This is our sample robots.txt file, and the portion of .htaccess that we use to restrict access to bots.
Everybody's site is a bit different; we are offering these as starter packs for folks running SMF sites.
- Robots.txt is voluntary; only "good" crawlers adhere to it. It is still immensely helpful, though, because there are lots of links crawlers shouldn't attempt to load. Robots.txt can thus drastically reduce unnecessary site hits for the "good" bots.
- Our site does not allow guests to see attachments, so they are restricted here.
- We restrict msg level queries here. This is actually kinda important, as msg links load the whole page of the topic the msg is on. So, if a page of a topic has 30 msgs on it, the crawler will otherwise load that same page 30 times as it follows each link on the page, which is extremely wasteful. Note this has proven to drastically reduce Google site requests.
- End user functions are restricted, e.g., profile & notification activity, posts, modifications, likes, etc. There is no reason for crawlers to attempt any of these, so let them know.
- Admin functions are restricted.
- Search functions are restricted. They should get that info off of the topics themselves.
- Yes, I know Google does not honor crawl-delay, but I can hope.
- Our site attempts to allow true search engine crawlers that honor robots.txt. Even international crawlers, as we support folks from all over the world.
- Crawlers that are not for search engines will get blocked, e.g., AI crawlers are blocked. Social media crawlers are blocked, e.g., Facebook, TikTok, etc.
- Crawlers that try to remain anonymous, e.g., by disguising the user agent, are blocked.
- Crawlers that do not honor robots.txt are blocked.
- We also now block when we see old browser versions in the useragent, as this appears to be 100% bot activity - Chrome < 80.0, Firefox < 100.0 & Opera < 10.0.
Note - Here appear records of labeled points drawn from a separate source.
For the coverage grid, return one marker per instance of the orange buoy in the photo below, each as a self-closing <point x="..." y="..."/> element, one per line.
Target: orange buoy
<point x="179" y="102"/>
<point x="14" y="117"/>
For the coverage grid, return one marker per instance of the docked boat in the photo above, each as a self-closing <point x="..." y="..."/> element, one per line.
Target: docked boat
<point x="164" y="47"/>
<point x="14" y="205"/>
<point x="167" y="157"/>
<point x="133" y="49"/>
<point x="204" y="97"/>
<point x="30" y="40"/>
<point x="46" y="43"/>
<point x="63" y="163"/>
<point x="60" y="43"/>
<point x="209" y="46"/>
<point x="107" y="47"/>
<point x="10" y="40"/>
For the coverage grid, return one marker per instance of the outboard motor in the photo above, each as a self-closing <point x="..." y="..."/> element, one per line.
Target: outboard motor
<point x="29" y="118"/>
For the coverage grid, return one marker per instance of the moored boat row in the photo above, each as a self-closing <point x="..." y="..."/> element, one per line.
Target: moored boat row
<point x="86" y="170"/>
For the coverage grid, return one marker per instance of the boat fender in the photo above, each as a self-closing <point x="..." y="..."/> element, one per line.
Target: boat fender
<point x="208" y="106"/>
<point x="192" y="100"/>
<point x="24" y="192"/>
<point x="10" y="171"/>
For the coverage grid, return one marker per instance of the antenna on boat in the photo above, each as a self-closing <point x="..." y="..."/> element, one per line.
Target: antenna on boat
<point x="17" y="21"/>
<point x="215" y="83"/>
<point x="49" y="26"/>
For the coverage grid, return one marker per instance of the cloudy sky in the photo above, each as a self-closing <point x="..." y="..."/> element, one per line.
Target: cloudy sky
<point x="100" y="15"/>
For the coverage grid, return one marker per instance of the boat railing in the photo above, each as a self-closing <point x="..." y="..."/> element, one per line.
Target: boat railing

- To constuct this list, we started with the useragent list from this site: https://github.com/mitchellkrogza/nginx-ultimate-bad-bot-blocker/blob/master/_generator_lists/bad-user-agents.list
- We removed some valid international crawlers from that list, and have added many new ones, primarily social media sites & AI bots.
- We also attempt to restrict IP ranges known for malicious activity or aggressive crawling.
- We ensure none of our users are in those IP ranges first...
- Since we have a fair amount of international users, we attempt to avoid blocking by country.
- We do, however, now block China, via a geo-block capability from our host. Thus, this is not visible on this list. If you need to block whole contries via a geo-block, consult your host.
- This file holds the list of ASNs that are blocked in the .htaccess file.
- These ASNs have been problematic, one way or another. Attacks come from these ASNs. Either they have been exploited by botnets, or, they simply do not monitor such activity coming from their networks.
- The CIDR list you get from an ASN lookup is EXTREMELY inefficient. Most IP ranges are duplicated or overlap. Also, many CIDRs are consecutive, and the list can often be simplified by combining them.
- This utility cleans up all duplication & overlap & combines adjacent CIDRs where possible, typically resulting in a 98-99% reduction in list size.
- It can be run from either the command line or a browser. It accepts a user-specified flat file with a list of valid CIDRs, one per line; output is written to a new file. Entries that don't match a CIDR format are dropped with an error message.
- There is no limit to the number of records in the flat file.
- It works for both ipv4 & ipv6.